Background Clinical trials of nephropathy in people with type 2 diabetes mellitus have not examined the effects of systolic blood pressure (SBP) or pulse pressure (PP) on the time to end-stage renal disease (ESRD) or death.
Objectives To evaluate the impact of baseline and treated SBP, diastolic blood pressure (DBP), and PP on composite and individual outcomes including doubling of serum creatinine, ESRD, or death in participants of the Reduction of Endpoints in NIDDM (noninsulin-dependent diabetes mellitus) With the Angiotensin II Antagonist Losartan (RENAAL) Study; to assess the specific effect of the angiotensin receptor blocker losartan potassium on composite and renal outcomes; and to explore the implications of dihydropyridine calcium channel blockers as concurrent therapy on composite and renal outcomes.
Design A Cox proportional hazards regression model was used to assess the hazard risk profile of baseline SBP (categories: <130, 130-139, 140-159, 160-179, and 180 mm Hg), DBP (categories: <70, 70-79, 80-89, 90-99, and 100 mm Hg), and PP (categories: <60, 60-69, 70-79, 80-89, and 90 mm Hg) on renal outcomes.
Participants The study comprised 1513 participants with established nephropathy and hypertension associated with type 2 diabetes.
Interventions The RENAAL study was a randomized, placebo-controlled study of losartan vs placebo, with other agents added to achieve the goal of a trough BP (ie, BP immediately prior to the next dosing) below 140/90 mm Hg, and had a mean follow-up of 3.4 years.
Main Outcome Measures The primary analysis was time to composite end point of doubling of serum creatinine, ESRD, or death.
Results A baseline SBP range of 140 to 159 mm Hg increased risk for ESRD or death by 38% (P = .05) compared with those below 130 mm Hg. In a multivariate model, every 10mm Hg rise in baseline SBP increased the risk for ESRD or death by 6.7% (P = .007); the same rise in DBP decreased the risk by 10.9% (P = .01) when adjusting for urinary albumin-creatinine ratio, serum creatinine, serum albumin, hemoglobin, and hemoglobin A1c. Those randomized to the losartan group with a baseline PP above 90 mm Hg had a 53.5% risk reduction for ESRD alone (P = .003) and a 35.5% risk reduction for ESRD or death (P = .02) compared with the placebo group.

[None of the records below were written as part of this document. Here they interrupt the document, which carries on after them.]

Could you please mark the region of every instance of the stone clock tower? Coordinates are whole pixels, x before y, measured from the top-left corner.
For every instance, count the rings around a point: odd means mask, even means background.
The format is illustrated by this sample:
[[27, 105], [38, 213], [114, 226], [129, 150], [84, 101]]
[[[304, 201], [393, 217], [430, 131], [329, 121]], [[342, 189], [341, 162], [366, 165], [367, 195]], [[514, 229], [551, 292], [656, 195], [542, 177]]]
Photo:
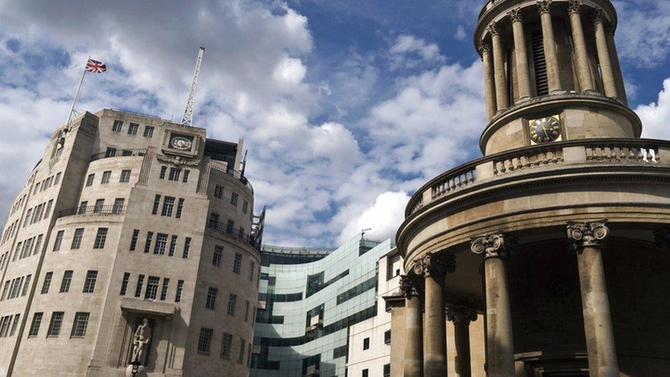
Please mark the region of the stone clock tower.
[[407, 206], [393, 375], [670, 375], [670, 142], [640, 138], [616, 24], [610, 0], [484, 5], [484, 157]]

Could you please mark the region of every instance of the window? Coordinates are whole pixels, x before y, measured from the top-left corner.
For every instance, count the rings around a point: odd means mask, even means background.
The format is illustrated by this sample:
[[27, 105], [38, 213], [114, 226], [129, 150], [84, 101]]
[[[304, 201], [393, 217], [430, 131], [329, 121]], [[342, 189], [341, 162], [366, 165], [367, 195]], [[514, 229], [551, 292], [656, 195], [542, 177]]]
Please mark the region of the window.
[[70, 249], [76, 250], [82, 245], [82, 238], [84, 237], [84, 228], [77, 228], [74, 229], [74, 236], [72, 237], [72, 244]]
[[187, 258], [189, 251], [191, 250], [191, 238], [187, 237], [184, 240], [184, 252], [181, 255], [181, 258]]
[[139, 124], [137, 123], [131, 123], [128, 125], [128, 135], [137, 135], [137, 130], [139, 128]]
[[156, 246], [154, 247], [154, 254], [163, 255], [165, 253], [165, 247], [168, 245], [168, 235], [159, 233], [156, 235]]
[[51, 285], [51, 278], [54, 277], [54, 272], [49, 271], [44, 275], [44, 282], [42, 282], [42, 294], [49, 293], [49, 286]]
[[89, 325], [89, 313], [77, 312], [74, 315], [74, 323], [72, 323], [72, 332], [70, 337], [83, 338], [86, 336], [86, 328]]
[[178, 280], [177, 289], [174, 292], [174, 302], [180, 302], [181, 301], [181, 293], [183, 290], [184, 290], [184, 281]]
[[119, 179], [119, 183], [127, 183], [130, 181], [130, 170], [122, 170], [121, 177]]
[[121, 130], [124, 128], [124, 122], [121, 120], [115, 120], [114, 124], [112, 125], [112, 131], [115, 133], [120, 133]]
[[221, 266], [221, 260], [223, 259], [223, 247], [220, 246], [214, 247], [214, 256], [211, 259], [211, 265], [217, 267]]
[[97, 228], [95, 241], [93, 242], [93, 249], [104, 249], [104, 242], [106, 240], [107, 228]]
[[215, 310], [216, 309], [216, 293], [218, 293], [218, 289], [213, 287], [209, 287], [207, 290], [207, 299], [205, 302], [205, 308], [208, 310]]
[[165, 196], [163, 200], [163, 209], [161, 210], [161, 216], [165, 217], [172, 216], [173, 208], [174, 208], [174, 197]]
[[161, 278], [157, 276], [149, 277], [149, 279], [147, 280], [147, 290], [144, 293], [144, 299], [156, 299], [156, 295], [158, 293], [158, 284], [160, 281]]
[[124, 273], [124, 279], [121, 281], [121, 292], [119, 293], [122, 296], [126, 295], [128, 290], [128, 282], [130, 279], [130, 273]]
[[211, 348], [211, 337], [214, 330], [211, 328], [200, 328], [200, 338], [198, 339], [198, 352], [209, 354]]
[[37, 312], [32, 315], [32, 323], [30, 323], [30, 330], [28, 330], [28, 336], [37, 336], [40, 332], [40, 325], [42, 324], [42, 316], [44, 313]]
[[63, 279], [60, 282], [60, 293], [67, 293], [70, 290], [70, 283], [72, 282], [72, 271], [67, 271], [63, 273]]
[[146, 242], [144, 242], [144, 252], [148, 253], [151, 250], [151, 238], [154, 236], [154, 232], [148, 231], [147, 232], [147, 239]]
[[56, 240], [54, 241], [54, 251], [60, 250], [60, 244], [62, 243], [62, 238], [65, 234], [65, 231], [58, 231], [56, 233]]
[[132, 238], [130, 238], [130, 251], [135, 251], [137, 247], [137, 238], [139, 237], [139, 229], [132, 229]]
[[89, 271], [86, 273], [86, 280], [84, 281], [84, 293], [93, 293], [95, 289], [95, 280], [97, 279], [97, 271]]
[[137, 286], [135, 287], [135, 297], [139, 297], [142, 295], [142, 284], [144, 284], [144, 275], [140, 274], [137, 276]]
[[223, 333], [223, 341], [221, 342], [221, 358], [230, 360], [231, 348], [233, 347], [233, 335], [227, 332]]
[[60, 325], [62, 324], [63, 312], [54, 312], [51, 313], [51, 320], [49, 323], [49, 330], [47, 336], [58, 336], [60, 334]]
[[154, 197], [154, 207], [151, 209], [151, 214], [155, 215], [158, 214], [158, 206], [161, 205], [161, 196], [159, 194], [156, 194]]
[[168, 287], [170, 286], [170, 279], [163, 278], [163, 288], [161, 288], [161, 301], [165, 301], [168, 298]]
[[228, 314], [235, 316], [235, 301], [238, 300], [238, 295], [231, 293], [228, 298]]
[[233, 272], [240, 273], [240, 269], [242, 269], [242, 254], [235, 253], [235, 260], [233, 261]]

Conclusions Baseline SBP is a stronger predictor than DBP of renal outcomes in those with nephropathy resulting from type 2 diabetes. Those with the highest baseline PP have the highest risk for nephropathy progression but also garner the greatest risk reduction with SBP lowered to less than 140 mm Hg.
From the Department of Preventive Medicine, Rush Presbyterian/St Luke's Medical Center, Rush Medical College, Chicago, Ill (Dr Bakris); Department of Medicine, University of Maryland Medical Center, Baltimore (Dr Weir); Division of Renal Research, Merck and Co, Blue Bell, Pa (Drs Shanifar and Zhang); Department of Medicine, Case Western Reserve University School of Medicine and University Hospitals of Cleveland, Cleveland, Ohio (Dr Douglas); Institute of Hypertension and Kidney Diseases, Rabin Medical Center, Petach Tikwa, and Sackler Faculty of Medicine, Tel Aviv University, Tel Aviv, Israel (Dr van Dijk); and Department of Medicine, Renal Division, Brigham's and Women's Hospital, Harvard Medical School, Boston, Mass (Dr Brenner). A complete listing of the RENAAL Study Group members was published previously (N Engl J Med. 2001;345:861-869). The authors have no relevant financial interest in this article.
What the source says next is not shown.